The introduction of Twenty20 cricket to the Olympics formed a key part of MCC World Cricket committee meetings held in Sydney on Tuesday and Thursday, with past players keen to push for the sport's involvement.
Administrators have all but given up hope of gaining entry into the 2024 Games scheduled for Paris and have now turned their attention to Los Angeles in 2028.
However their biggest stumbling block is the Board of Cricket Control for India, whom they believe face issues with their own Olympic Committee.
"It's one of those things that has frustrated me," committee chairman Mike Gatting said.
"We would like to urge the BCCI to have a look at it again and support the main body of boards that would like to get into the Olympics as soon as possible.
"It seems strange that everyone else seems happy to get in there because it's just going to be so good for the game.
"Free-to-air TV all over the world. It's only once every four years. It's not going to be a scheduling matter. It just seems they seem reticent to try and get involved."
It's understood the sport's push for the Olympics is largely reliant on the support of each of the major cricket-playing nations.
The International Cricket Council has previously declared the majority of member nations are behind the push, along with chief executive David Richardson.

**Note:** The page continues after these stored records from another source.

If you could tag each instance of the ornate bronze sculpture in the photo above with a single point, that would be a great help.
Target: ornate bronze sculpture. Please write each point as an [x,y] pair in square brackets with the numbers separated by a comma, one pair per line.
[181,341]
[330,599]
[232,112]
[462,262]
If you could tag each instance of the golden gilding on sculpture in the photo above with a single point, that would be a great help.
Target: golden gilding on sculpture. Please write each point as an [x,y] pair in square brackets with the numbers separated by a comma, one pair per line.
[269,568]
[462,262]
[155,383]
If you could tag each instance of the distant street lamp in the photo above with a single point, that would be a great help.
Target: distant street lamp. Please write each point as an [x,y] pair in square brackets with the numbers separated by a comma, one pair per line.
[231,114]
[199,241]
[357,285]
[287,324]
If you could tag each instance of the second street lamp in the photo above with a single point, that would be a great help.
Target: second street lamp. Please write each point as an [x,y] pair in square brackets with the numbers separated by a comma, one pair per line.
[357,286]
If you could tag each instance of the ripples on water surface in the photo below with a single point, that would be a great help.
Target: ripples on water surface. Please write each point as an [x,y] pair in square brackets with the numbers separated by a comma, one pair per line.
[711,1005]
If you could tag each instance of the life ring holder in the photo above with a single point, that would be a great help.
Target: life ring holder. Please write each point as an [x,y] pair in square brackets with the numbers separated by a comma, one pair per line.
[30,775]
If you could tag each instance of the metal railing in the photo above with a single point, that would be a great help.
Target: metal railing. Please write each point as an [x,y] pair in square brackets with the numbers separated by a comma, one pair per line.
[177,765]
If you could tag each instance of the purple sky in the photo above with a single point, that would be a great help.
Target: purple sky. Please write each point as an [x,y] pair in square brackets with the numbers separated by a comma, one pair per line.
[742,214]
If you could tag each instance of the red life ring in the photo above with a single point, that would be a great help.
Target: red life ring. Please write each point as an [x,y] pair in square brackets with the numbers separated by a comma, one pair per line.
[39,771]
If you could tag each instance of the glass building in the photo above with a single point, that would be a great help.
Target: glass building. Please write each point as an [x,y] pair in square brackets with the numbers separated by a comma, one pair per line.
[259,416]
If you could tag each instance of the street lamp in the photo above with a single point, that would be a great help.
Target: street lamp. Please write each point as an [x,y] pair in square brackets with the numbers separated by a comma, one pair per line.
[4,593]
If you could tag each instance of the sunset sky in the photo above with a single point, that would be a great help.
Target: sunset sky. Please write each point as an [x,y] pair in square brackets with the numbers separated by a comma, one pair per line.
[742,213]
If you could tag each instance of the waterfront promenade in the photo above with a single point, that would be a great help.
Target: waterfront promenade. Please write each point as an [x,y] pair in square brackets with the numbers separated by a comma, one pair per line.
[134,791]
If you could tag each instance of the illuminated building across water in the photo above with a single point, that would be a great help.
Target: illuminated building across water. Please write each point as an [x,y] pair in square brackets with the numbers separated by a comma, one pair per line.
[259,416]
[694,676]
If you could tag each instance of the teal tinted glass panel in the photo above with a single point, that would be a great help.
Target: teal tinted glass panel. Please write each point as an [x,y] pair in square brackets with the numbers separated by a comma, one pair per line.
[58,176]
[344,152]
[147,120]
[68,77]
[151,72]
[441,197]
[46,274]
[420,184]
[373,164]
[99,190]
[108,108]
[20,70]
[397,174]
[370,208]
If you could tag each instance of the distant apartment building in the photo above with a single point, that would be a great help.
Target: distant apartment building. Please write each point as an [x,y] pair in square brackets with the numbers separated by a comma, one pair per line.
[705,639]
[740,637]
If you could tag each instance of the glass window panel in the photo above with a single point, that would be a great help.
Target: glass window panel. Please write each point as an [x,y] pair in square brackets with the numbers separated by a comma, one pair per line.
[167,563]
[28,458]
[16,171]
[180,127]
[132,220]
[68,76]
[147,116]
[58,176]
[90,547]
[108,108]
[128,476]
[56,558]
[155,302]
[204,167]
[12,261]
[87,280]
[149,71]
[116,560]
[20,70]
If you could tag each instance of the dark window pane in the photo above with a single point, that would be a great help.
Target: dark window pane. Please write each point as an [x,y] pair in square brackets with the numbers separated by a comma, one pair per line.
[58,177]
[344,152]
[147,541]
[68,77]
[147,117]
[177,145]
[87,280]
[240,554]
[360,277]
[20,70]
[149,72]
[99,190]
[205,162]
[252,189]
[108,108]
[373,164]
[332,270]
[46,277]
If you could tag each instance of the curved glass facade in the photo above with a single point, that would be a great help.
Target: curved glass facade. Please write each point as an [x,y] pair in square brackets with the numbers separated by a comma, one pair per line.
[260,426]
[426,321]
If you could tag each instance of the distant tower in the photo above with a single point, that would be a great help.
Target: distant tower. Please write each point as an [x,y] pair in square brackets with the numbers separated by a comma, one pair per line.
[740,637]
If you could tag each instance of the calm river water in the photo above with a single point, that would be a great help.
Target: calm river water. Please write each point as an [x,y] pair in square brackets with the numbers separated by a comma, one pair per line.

Ricky Ponting, who sits on the 14-person independent committee alongside the likes of Gatting, Kumar Sangakkara, Sourav Ganguly and Rod Marsh said players were also keen and commitment would be an issue.
"We're very conscious of not lessening the product we're putting out," Ponting, who previously played at the Commonwealth Games in 1998, said.
"If cricket makes it into the Olympics it has to be the best players and showcasing the sport for what it is.
"The players would want it because of how beneficial they would see that being for the game going forward."
The committee also discussed the importance of propping Test cricket up against lucrative Twenty20 leagues, heat laws, making helmets compulsory, standardising DRS technology and player associations becoming more involved in the reporting of concussions.